Fact File: What is Good Friday?

05/04/2023

• What does Good Friday commemorate?
• What happens in churches and cathedrals on Good Friday?
• Where does the name originate?

Good Friday is the most sombre day of the Christian calendar when the crucifixion and death of Jesus is commemorated in churches and cathedrals.
Jesus on the cross in sculpture at Winchester Cathedral Winchester Cathedral

Many congregations take part in a public Walk of Witness before the start of the service to remember that Jesus had to carry his cross through the streets of Jerusalem.

In some areas there will be a Passion Play, a dramatic re-enactment of the Passion (the story of the events leading up to the crucifixion).
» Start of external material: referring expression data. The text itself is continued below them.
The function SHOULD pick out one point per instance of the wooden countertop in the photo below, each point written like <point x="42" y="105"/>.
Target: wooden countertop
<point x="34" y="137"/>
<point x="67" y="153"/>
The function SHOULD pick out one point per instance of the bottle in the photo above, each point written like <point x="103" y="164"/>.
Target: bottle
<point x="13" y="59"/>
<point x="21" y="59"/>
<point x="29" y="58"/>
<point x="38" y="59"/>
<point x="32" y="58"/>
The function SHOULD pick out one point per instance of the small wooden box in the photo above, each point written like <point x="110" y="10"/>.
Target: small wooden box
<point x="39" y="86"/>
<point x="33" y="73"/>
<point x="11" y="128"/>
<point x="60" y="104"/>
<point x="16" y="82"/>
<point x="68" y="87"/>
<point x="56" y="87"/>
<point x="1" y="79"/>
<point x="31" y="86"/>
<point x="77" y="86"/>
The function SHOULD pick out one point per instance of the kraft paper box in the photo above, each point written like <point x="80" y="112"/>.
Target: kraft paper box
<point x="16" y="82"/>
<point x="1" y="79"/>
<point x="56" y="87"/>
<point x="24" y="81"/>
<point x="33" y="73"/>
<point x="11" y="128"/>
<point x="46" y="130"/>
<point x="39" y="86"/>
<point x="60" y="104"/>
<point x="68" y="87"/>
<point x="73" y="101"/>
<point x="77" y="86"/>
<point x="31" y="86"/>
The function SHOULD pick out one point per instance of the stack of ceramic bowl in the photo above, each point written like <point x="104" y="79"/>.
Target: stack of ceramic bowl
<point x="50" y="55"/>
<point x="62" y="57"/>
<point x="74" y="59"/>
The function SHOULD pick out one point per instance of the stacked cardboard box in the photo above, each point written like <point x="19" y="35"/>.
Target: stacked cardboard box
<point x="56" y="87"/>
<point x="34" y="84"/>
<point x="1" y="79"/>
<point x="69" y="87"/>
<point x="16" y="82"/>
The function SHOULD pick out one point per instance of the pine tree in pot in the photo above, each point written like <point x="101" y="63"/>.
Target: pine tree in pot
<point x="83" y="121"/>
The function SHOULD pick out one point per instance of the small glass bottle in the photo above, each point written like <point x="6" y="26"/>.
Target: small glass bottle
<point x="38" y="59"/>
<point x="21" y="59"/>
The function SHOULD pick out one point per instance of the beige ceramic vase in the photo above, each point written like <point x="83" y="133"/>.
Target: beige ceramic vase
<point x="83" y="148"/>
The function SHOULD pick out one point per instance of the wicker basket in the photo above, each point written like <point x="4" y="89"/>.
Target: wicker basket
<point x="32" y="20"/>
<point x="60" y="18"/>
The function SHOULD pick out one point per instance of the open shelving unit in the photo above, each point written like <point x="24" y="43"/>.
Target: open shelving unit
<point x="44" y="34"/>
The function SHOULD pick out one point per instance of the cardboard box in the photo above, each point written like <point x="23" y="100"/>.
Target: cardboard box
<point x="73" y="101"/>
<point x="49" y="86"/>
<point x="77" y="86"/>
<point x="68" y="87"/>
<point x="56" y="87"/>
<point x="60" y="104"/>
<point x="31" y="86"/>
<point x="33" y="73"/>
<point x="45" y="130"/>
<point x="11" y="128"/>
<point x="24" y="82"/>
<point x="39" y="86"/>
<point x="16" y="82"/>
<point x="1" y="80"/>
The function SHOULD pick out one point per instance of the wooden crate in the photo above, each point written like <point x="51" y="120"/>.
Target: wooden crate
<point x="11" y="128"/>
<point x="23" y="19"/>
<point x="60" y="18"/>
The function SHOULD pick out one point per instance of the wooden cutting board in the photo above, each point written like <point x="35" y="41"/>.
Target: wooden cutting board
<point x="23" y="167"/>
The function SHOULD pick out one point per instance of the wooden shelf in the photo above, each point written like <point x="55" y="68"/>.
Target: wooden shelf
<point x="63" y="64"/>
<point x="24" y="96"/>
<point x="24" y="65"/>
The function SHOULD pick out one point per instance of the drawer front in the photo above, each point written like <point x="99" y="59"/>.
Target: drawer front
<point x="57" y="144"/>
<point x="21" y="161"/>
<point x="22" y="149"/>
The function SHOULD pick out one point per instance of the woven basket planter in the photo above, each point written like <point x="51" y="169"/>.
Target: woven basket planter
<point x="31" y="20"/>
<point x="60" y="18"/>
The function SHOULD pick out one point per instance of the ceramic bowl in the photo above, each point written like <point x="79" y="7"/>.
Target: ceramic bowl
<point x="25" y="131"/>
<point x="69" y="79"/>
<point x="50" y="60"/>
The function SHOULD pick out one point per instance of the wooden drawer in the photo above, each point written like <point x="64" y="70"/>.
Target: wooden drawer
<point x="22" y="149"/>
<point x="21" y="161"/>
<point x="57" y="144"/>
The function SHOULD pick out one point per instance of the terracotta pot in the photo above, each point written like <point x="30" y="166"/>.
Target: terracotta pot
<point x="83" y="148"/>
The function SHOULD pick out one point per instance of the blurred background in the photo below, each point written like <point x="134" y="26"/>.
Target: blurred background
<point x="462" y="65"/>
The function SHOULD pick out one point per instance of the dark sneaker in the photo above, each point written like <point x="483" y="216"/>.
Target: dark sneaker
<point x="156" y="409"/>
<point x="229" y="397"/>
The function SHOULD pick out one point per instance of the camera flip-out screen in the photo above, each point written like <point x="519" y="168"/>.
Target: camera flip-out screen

Many churches also observe the 'Stations of the Cross' either in their biblical form or the traditional stations, where worshippers move around a series of 'stations' depicting different scenes from the Passion narrative and offer prayers and reflections at each one.

Church services on Good Friday may begin or end at 3pm – the time when Jesus is believed to have died on the cross – and are traditionally stark and bare, marking the solemnity of the occasion.

Some churches will hold a Three Hours' Devotion, a service that lasts for three hours, from midday until 3pm. The service usually involves a series of reflections and prayers, with readings from the Gospels, as well as hymns and musical interludes.

In some churches, the clergy will prostrate themselves at the start of the service after processing in silence to the altar, as a sign of deep reverence for the suffering of Christ.

There will be a reading of the Passion and in some churches there will be a moment when people venerate the cross. Congregations traditionally leave church in silence at the end of the service.

The origins of the name ‘Good Friday’ are not clear. Some sources see its origins in the term ‘God's Friday’.